The young, red-haired Emery was not in a stock, but instead hung by his wrists from a pole. Naked to the waist, his body was covered in numerous dark bruises and abrasions. His left eye was puffed and sealed behind a purple bruise, and his lower lip was split and stained dark with dried blood.
Next to him hung the older woman from The Laughing Gnome, the one who had mentioned that the Imperialists had burned Kilnar. Above both of them were signs reading TRAITOR. Planks circled the prisoners, and around them paced the sheriff of Ratibor. In his hands he held a short whip comprising several strands knotted at the ends, which he wagged threateningly as he walked. The whole city garrison had turned out to keep the angry crowd at bay. Archers were poised on roofs, and soldiers armed with shields and unsheathed swords threatened any who approached too close.

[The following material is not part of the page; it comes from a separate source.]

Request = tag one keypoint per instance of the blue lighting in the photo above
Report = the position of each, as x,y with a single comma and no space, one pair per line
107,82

Many of the faces in the stocks were familiar to Arista from the night before. She was shocked to see mothers, who had sung their children to sleep on the floor of the tavern, now locked in stocks beside their husbands, sobbing. The children reached out for their parents from the crowd. The treatment of the woman from Kilnar disturbed her the most. Her only crime was telling the truth, and now she hung before the entire city, awaiting the whip. The sight was all the more terrifying because Arista knew it could have been her up there if Quartz had not intervened.
A regally dressed man in a judge’s robe and a scribe approached the stocks. When they reached the center of the square, the scribe handed a parchment to the judge. The sheriff shouted for silence, and then the judge held up the parchment and began to read.
“‘For the crimes of conspiracy against Her Royal Eminence the empress Modina Novronian, the New Empire, Maribor, and all humanity; for slander against His Excellency the empress’s imperial viceroy; and for the general agitation of the lower classes to challenge their betters, it is hereby proclaimed good and right that punishment be laid immediately upon these criminals. Those guilty of conspiracy are hereby ordered to be flogged twenty lashes and spend one day in stocks, not to be released until sunset. Those guilty of treason will receive one hundred lashes and, if they remain alive, will be left hanging until they expire from want of food and water. Anyone attempting to help or lend comfort to any of these criminals will be likewise found guilty and receive similar punishment.’” He rolled up the parchment. “Sheriff Vigan, you may commence.”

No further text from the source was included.